Als ich auf der Bank saß, auf der Sam und ich uns das erste Mal nahgekommen waren, drohte die Einsamkeit mich zu übermannen. Es fühlte sich an, als würde etwas in mir absterben, wenn ich mich nicht dagegen wehrte. Mit zitternden Fingern nahm ich den Kohlestift auf und begann zu zeichnen, bevor ich mich für ein Motiv entschieden hatte. Sogleich vergaß ich meine Einsamkeit und überließ mich ganz den Bewegungen des Stiftes, während Aimee Mann über die Liebe sang.
Schwarz auf weißem Grund zog die Kohle ihre Bahnen und ich ließ es einfach geschehen. Wie von selbst bedeckte der Stift das Papier, bis kaum noch eine Ecke frei war. Dann war meine Selbstversunkenheit mit einem Schlag beendet.
Ich keuchte auf. Mir war, als wäre ich aus einem tiefen Traum gerissen worden. Meine klammen Finger konnten den Stift nicht länger halten und er fiel mit einem Klacken auf den Kies. Unvermittelt begann ich am ganzen Leib zu zittern, als säße ich inmitten eines Schneesturms und nicht etwa in unserem sommerlichen Garten. Als ich die Skizze auf meinem Schoß betrachtete, zitterte ich noch mehr. Vom Papier aus blickte mich Sam an, so eindringlich, als ginge es um sein Leben. Aber er war in großer Ferne, schwarze Rauchfetzen wanden sich um seinen Körper, hielten ihn fest, versuchten, ihn von mir fortzuziehen. Sein Gesicht war der einzige helle Fleck in diesem wüsten Dunkel, in dem sich etwas zu bewegen schien. Mit einem Schlag begannen sämtliche meiner Nervenenden zu brennen. Ich kannte diese Bewegung, diesenumschmeichelnden Schatten, der sich plötzlich als Käfig herausstellte. Sams Narben hatten mir seinerzeit den Weg zu ihm gezeigt.

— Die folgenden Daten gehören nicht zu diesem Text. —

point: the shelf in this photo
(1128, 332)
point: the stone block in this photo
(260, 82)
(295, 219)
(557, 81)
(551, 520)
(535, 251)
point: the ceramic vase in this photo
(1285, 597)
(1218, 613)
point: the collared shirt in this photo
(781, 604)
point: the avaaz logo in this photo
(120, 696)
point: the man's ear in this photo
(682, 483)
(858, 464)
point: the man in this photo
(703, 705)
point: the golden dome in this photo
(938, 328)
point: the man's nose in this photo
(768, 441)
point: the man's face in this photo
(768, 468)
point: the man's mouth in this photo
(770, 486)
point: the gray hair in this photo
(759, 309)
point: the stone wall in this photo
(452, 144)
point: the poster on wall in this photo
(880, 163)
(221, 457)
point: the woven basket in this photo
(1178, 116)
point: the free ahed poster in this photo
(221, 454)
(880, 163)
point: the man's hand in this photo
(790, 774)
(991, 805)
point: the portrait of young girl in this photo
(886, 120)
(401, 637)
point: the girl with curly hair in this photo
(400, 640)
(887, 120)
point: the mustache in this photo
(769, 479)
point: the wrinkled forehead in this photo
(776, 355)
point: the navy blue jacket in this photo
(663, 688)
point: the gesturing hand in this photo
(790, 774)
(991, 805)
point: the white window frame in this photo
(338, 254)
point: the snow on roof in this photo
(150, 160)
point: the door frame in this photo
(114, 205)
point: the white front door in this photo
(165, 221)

Ergriffen und zugleich unendlich erleichtert starrte ich die Zeichnung an. Ich hatte mich nicht geirrt: Sam war nicht tot - aber doch gefangen. Trotzdem wurde dadurch nichts leichter. Von dem Schatten ging etwas so Bedrohliches aus, dass mir der Atem stockte. Auf der Steilklippe war in jener Mainacht tatsächlich etwas Unaussprechliches passiert, nur, dass es jenseits der menschlichen Grausamkeit lag, die Jonas Bristol seinem Sohn zugefügt hatte. Ich selbst hatte eine Ahnung von dieser unheimlichen Macht bekommen, die da am Werk war, als Sams Narben jene unheilvolle Vision heraufbeschworen hatten.
Ich verstand nicht, um was es bei all dem ging, aber etwas in mir wusste mit derselben Gewissheit, mit der ich bereits vor Jahren als Kind erkannt hatte, dass Sam ein geheimer Zauber umgab: Wo immer Sam jetzt war, er würde zurückkommen. So, wie er es mir versprochen hatte. Schließlich hatte er den Bann des Schattens schon einmal gebrochen, damals, als er nach mir gegriffen hatte. Nur, wann das sein würde und wer er dann war, das wusste ich nicht. Mir blieb nichts anderes zu tun, als auszuharren, zu warten und zu hoffen, auch wenn ich beim Anblick des hellen Flecks, der sein Gesicht in der Zeichnung war, fast aufgefressen wurde von dem Verlangen, ihm zu helfen. So, wie es der Motte in dem Lied erging, so würde es auch mir ergehen: Ich konnte Sam nicht widerstehen, auch wenn mich die Liebe zu ihm wie ein Feuer verbrannte. Denn für mich war er unerreichbar.